2008) (summary order), something that is lacking here. Appellants also point to a September 26,
2016 Internal Audit Report which discusses “control weaknesses” concerning “retirement letter
mailings (e.g. age 65 and 70.5).” 2 App’x 388, ¶ 72 (internal quotation marks omitted). Making all
reasonable inferences in Appellants’ favor, as we must, we credit Appellants’ allegation that the
report supports an inference that its recipients were (or should have been) alerted to possible issues
concerning the PRT Practice; but this allegation cannot support the fraudulent intent or recklessness
that Appellants ascribe to Appellees.

2
         The District Court concluded that the September 26, 2016 Internal Audit Report concerns a
“different, unrelated issue,” and declined to credit Appellants’ scienter inference on that basis. See
Parchmann, 2021 WL 320051, at *6. It did so, however, only by relying on a document — a June 29,
2016 audit report — that was submitted as an exhibit by Appellees alongside their motion to
dismiss. That document was not cited in the Complaint, nor was the document “integral” to it. See
Nicosia v. Amazon.com, Inc., 834 F.3d 220, 231 (2d Cir. 2016) (“A necessary prerequisite for taking into
account materials extraneous to the complaint is that the plaintiff rely on the terms and effect of the
document in drafting the complaint.” (internal quotation marks omitted)). Under these
circumstances, we find that consideration of the June 29, 2016 document was improper and decline
to consider it.

                                                    5
         In sum, Appellants have failed to allege any specific facts suggesting that by employing the
PRT Practice, Appellees intended to defraud their shareholders. Nor have they alleged specific facts
showing that MetLife’s use of the PRT Practice was “highly unreasonable” or “an extreme departure
from the standards of ordinary care” so as to constitute recklessness. In re Advanced Battery Techs.,
Inc., 781 F.3d 638, 644 (2d Cir. 2015) (internal quotation marks omitted). As Appellants alleged, and
as Appellees conceded during oral argument, the PRT Practice and its fallout were not MetLife’s
“finest hour.” App’x 409, ¶ 130; Oral Argument 10:29; see also App’x 409, ¶ 130 (quoting Kandarian
as stating that MetLife “had an operational failure that never should have happened and it is deeply
embarrassing”). But as we have said before, “[g]enerally, poor business judgment is not actionable
under section 10(b) and Rule 10b-5.” Rothman v. Gregor, 220 F.3d 81, 90 (2d Cir. 2000). 3

                                                   III.

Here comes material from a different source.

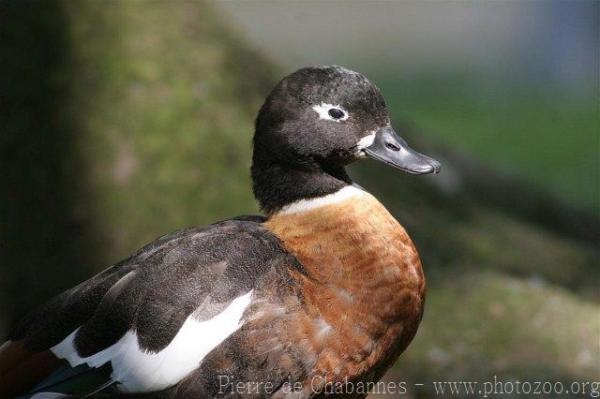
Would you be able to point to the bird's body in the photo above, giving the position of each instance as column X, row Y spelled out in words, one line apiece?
column 327, row 288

        Finally, because stating a claim for controlling person liability under Section 20(a) requires a
primary violation of the Exchange Act, see S.E.C. v. First Jersey Sec., Inc., 101 F.3d 1450, 1472 (2d Cir.
1996), our conclusion that Appellants have not adequately pleaded a claim under Section 10(b)
forecloses their Section 20(a) claim as well.

                                                   IV.

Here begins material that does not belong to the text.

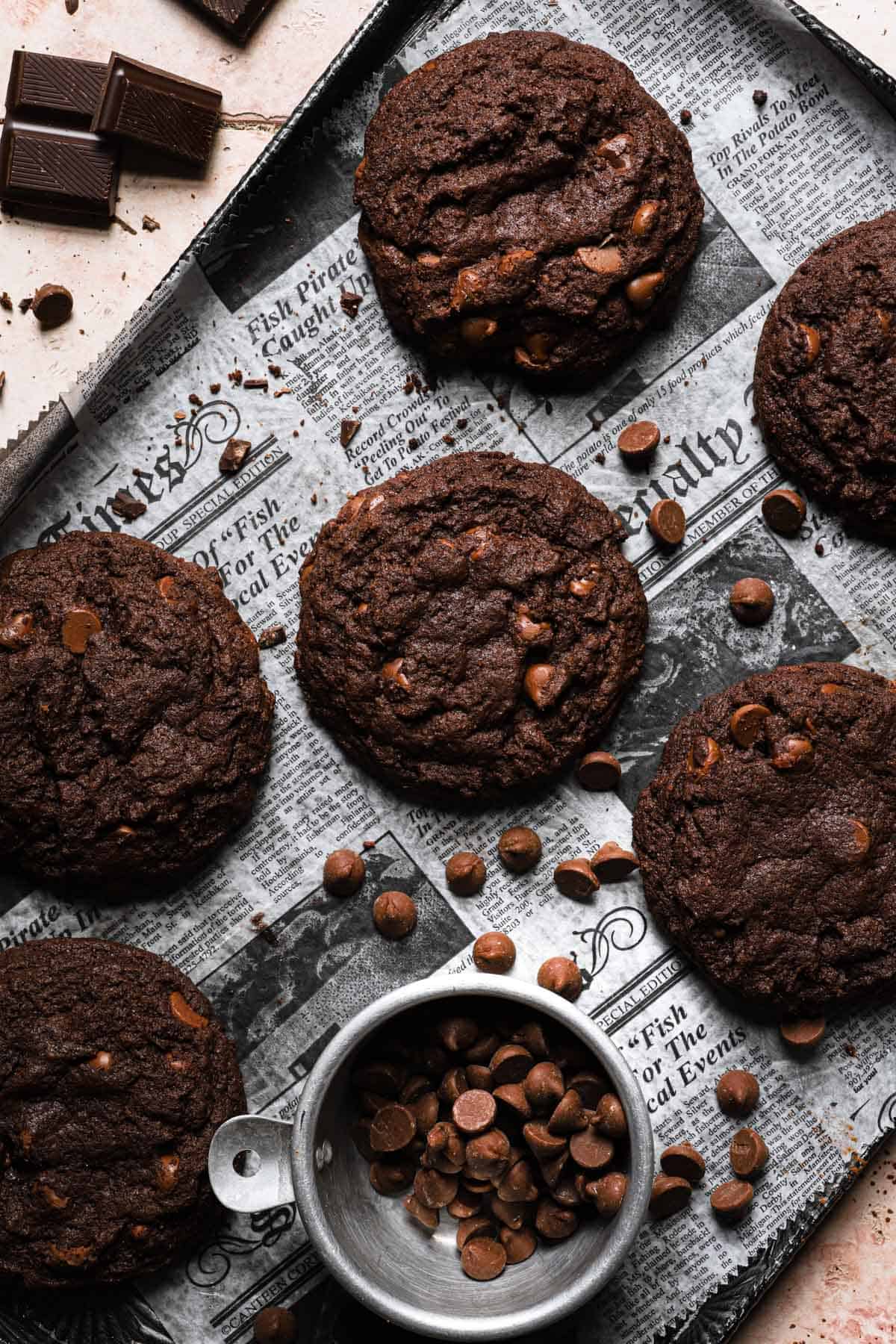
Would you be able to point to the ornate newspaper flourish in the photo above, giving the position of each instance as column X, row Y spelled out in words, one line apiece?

        For the foregoing reasons, the January 11, 2021 order and January 12, 2021 judgment of the
District Court are AFFIRMED.

                                                          FOR THE COURT:
                                                          Catherine O’Hagan Wolfe, Clerk

3
         Because we conclude that Appellants have failed to plead scienter, we need not reach the
parties’ arguments concerning the alleged falsity of Appellees’ relevant statements.